# Fresh double cream



## MaryAndreou (Jul 20, 2017)

Hello
Is it possible to buy fresh double cream here? I have only found sour cream, and uht. What do you use in desserts? I find the uht has a funny taste and the whipping cream on sale does not whip up stiff. Lanitis seem to sell fresh double cream but only a huge bottle which for 2 or even 4 would be a waste.
Many thanks
Mary


----------



## Veronica (Apr 5, 2008)

The only fresh cream we have found is 1 litre bottles which Alphamega sell. It keeps for a good few days in the fridge so we (2ofus) usually have no problem using it up.


----------



## Trotters (Jun 22, 2016)

It seems the only fresh double cream that is available in the supermarkets, is as you say the large bottle from Lanitis.

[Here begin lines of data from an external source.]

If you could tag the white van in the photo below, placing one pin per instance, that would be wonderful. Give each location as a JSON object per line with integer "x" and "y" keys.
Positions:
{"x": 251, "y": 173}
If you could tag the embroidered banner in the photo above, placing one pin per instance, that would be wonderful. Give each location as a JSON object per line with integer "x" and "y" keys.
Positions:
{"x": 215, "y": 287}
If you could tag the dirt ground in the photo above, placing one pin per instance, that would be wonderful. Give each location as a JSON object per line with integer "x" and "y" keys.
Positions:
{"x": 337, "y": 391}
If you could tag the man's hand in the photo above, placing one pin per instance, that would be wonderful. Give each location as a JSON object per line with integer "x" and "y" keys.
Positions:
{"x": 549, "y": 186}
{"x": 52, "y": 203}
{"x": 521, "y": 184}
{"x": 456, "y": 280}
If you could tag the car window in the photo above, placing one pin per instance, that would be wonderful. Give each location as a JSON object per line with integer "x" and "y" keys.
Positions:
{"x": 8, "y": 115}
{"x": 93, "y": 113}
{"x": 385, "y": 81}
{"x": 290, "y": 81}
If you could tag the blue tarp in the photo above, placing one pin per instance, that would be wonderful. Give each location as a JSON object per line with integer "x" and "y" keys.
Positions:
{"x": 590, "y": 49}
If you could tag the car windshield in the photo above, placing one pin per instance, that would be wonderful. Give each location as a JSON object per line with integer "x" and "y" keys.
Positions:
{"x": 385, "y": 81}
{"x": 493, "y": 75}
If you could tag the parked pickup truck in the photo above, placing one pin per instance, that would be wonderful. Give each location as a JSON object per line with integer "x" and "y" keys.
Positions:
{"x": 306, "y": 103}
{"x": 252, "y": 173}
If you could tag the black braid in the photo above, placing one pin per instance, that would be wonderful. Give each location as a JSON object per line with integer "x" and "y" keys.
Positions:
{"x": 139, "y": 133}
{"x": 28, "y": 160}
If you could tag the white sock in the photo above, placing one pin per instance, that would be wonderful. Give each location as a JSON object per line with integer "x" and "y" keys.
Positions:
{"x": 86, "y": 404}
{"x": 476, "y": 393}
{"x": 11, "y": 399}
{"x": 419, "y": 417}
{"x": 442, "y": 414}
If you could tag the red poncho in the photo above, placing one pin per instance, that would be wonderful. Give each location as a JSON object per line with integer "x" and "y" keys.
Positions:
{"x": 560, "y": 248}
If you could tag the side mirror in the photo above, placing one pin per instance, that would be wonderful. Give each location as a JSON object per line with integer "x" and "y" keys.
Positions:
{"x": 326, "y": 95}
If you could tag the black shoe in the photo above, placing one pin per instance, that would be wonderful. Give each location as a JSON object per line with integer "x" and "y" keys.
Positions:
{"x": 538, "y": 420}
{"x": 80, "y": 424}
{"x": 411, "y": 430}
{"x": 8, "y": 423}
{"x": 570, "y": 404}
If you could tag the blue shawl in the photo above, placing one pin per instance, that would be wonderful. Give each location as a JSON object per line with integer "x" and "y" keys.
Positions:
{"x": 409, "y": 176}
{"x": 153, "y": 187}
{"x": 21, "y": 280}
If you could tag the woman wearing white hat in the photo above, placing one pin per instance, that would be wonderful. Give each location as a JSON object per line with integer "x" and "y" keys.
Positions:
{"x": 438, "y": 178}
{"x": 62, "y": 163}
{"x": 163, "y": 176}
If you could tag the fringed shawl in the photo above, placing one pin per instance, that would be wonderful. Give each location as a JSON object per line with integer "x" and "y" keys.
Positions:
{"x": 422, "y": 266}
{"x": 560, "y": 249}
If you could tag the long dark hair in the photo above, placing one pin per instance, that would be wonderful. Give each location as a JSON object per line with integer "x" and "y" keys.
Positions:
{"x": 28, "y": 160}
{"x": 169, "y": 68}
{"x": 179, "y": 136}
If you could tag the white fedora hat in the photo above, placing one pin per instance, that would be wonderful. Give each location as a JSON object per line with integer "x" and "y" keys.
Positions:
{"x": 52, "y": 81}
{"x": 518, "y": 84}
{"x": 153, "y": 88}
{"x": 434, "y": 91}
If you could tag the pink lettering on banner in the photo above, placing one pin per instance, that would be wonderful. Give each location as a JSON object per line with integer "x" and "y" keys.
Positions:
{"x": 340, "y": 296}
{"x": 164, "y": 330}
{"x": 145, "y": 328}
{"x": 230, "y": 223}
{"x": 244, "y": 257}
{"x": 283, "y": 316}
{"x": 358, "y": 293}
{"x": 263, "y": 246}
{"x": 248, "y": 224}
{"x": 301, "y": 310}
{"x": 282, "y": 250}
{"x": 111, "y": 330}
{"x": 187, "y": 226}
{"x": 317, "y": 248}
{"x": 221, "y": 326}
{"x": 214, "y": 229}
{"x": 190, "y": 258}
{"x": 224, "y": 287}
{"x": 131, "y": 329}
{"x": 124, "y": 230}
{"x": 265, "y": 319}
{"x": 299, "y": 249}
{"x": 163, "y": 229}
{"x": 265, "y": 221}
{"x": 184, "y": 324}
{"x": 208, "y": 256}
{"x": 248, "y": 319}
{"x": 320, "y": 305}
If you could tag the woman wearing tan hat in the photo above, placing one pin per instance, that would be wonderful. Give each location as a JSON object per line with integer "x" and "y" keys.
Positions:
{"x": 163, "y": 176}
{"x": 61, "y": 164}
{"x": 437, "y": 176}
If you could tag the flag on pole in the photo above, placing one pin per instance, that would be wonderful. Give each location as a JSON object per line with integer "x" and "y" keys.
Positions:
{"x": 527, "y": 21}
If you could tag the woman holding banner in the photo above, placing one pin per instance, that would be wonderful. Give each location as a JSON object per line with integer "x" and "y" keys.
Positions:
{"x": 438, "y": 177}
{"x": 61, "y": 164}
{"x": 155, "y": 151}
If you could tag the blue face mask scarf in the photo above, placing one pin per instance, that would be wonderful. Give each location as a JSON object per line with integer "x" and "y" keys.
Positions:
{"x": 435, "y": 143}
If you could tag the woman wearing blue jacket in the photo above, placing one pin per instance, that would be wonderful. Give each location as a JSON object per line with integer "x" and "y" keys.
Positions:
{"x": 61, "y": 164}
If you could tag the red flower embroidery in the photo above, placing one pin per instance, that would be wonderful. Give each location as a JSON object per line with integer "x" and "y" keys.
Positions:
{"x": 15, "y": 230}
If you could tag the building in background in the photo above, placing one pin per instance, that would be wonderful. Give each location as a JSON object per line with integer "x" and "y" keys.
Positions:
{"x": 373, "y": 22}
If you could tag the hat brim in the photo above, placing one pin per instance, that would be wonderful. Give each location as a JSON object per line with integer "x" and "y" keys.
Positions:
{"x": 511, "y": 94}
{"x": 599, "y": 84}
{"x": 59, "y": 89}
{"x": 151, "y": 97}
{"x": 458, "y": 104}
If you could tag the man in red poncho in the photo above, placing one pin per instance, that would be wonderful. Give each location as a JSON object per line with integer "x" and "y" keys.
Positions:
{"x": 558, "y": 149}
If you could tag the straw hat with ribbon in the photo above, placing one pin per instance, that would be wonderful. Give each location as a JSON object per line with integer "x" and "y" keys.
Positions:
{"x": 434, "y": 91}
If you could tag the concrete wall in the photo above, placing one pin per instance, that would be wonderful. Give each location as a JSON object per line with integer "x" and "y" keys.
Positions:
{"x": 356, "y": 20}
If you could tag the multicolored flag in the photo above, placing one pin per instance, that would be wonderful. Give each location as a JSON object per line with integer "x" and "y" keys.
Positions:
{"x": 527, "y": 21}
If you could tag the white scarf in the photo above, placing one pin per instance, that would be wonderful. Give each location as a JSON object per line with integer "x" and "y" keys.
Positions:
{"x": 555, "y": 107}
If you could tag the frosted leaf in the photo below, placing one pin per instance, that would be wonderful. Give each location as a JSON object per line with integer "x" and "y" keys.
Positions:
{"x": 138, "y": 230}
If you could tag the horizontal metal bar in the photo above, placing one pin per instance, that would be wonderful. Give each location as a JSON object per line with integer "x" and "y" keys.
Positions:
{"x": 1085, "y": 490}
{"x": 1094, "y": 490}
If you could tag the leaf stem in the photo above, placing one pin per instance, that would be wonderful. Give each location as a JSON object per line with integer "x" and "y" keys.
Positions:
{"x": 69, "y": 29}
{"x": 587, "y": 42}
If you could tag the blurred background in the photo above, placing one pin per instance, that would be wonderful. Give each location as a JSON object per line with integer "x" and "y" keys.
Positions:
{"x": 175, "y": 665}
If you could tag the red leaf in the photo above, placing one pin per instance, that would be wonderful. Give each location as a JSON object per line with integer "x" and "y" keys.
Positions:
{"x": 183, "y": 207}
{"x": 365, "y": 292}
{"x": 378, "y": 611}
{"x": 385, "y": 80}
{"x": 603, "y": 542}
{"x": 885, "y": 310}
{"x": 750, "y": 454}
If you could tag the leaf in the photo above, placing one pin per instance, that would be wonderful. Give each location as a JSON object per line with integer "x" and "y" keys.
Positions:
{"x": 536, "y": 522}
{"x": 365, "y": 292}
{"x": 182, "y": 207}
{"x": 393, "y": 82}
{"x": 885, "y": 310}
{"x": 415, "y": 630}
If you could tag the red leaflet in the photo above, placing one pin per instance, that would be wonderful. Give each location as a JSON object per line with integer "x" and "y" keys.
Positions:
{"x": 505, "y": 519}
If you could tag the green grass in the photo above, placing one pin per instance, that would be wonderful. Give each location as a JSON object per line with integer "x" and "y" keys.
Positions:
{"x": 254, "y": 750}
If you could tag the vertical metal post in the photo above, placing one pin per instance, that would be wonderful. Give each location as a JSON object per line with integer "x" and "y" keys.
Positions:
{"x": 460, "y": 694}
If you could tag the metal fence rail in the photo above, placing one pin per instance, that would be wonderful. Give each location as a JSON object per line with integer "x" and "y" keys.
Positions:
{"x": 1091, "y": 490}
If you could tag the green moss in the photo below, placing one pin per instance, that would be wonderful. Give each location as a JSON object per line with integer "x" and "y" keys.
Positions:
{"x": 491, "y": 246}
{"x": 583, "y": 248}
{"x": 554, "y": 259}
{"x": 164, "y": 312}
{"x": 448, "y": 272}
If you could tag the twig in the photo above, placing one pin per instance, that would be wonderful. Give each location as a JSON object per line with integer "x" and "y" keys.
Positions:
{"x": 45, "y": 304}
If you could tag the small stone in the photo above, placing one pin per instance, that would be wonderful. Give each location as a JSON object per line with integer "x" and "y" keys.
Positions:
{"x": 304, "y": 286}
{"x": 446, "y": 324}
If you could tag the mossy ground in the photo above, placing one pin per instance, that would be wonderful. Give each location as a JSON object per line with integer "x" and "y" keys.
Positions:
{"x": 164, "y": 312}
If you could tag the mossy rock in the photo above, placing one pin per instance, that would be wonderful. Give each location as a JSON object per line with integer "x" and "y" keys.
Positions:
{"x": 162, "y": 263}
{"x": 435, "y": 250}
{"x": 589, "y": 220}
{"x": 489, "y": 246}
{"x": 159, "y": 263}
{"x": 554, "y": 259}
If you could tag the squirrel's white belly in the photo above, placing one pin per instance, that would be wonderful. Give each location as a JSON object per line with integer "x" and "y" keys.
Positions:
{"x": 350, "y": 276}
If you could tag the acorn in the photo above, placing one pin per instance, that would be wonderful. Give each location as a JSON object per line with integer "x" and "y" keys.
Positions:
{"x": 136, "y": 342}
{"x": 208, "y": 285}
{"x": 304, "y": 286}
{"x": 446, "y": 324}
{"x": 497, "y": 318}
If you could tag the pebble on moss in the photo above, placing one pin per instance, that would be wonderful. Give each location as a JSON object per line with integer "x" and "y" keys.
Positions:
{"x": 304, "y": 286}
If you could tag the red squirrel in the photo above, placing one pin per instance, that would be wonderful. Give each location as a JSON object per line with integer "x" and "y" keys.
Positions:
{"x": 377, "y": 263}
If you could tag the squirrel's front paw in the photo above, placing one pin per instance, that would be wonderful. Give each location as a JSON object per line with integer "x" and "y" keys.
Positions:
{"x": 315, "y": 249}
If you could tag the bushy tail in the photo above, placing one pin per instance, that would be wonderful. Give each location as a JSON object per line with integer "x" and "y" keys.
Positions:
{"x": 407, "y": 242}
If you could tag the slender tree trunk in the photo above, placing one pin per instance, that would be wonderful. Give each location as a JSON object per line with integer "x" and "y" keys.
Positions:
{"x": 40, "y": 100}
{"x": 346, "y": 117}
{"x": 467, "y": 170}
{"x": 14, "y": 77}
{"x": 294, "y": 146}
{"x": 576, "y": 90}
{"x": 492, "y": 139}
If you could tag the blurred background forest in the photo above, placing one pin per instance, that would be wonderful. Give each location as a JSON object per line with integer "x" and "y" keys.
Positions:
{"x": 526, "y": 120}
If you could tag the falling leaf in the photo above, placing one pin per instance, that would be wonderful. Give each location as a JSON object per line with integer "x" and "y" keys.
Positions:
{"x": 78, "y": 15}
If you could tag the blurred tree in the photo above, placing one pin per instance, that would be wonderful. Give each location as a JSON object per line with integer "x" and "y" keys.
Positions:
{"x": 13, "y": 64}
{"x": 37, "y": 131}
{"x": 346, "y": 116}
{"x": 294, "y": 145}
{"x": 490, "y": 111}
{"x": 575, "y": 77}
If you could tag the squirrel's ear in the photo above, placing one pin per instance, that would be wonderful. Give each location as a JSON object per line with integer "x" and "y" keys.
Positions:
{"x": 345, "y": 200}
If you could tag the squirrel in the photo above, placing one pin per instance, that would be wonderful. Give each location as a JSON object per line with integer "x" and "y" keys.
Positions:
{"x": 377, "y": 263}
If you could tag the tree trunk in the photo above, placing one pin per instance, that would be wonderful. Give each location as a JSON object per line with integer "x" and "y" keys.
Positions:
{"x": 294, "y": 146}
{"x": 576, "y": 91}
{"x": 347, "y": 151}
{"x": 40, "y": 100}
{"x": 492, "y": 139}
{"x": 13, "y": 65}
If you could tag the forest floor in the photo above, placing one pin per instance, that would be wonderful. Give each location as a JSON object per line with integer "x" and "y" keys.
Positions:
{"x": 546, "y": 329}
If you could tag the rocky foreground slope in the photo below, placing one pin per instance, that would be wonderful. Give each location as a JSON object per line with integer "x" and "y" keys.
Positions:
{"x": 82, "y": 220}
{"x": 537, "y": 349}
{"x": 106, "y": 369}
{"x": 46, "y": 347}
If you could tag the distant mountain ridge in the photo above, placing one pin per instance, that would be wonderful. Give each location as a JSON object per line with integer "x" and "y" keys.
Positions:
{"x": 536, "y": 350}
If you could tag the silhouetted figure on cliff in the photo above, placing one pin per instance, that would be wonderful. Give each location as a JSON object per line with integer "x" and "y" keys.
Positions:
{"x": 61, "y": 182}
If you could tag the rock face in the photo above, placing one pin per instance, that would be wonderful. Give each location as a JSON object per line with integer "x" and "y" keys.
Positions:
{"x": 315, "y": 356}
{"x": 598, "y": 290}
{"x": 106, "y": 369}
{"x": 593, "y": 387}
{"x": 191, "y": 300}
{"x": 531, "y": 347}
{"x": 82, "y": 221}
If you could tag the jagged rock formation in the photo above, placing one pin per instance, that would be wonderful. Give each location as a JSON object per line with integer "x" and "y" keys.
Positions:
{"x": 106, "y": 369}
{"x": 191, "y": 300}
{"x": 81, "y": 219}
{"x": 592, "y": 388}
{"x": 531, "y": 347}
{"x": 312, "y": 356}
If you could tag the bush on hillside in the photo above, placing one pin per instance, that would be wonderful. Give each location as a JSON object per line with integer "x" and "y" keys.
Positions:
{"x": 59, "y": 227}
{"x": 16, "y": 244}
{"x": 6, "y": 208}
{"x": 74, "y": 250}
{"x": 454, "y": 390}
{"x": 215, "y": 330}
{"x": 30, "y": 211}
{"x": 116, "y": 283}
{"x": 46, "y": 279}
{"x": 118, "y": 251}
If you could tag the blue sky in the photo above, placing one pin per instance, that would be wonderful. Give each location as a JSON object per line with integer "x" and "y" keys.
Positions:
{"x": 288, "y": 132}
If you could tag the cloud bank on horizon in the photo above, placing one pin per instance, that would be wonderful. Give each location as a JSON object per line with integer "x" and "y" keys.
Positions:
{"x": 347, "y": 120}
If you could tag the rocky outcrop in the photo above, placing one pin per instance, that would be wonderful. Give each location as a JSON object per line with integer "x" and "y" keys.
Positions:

You can freeze cream if it is at least 35% fat, so check the fat content on that one and if OK to freeze perhaps you could freeze some of it to avoid wasteage.

Are you in Paphos? As there is a shop near Coral Bay which stocks smaller bottles of it.


----------



## MaryAndreou (Jul 20, 2017)

Many thanks! Live Nicosia but will try freezing. Lanitis cream is 40% fat. I also think should request smaller amounts from Lanitis! They now have smaller milk bottles!


----------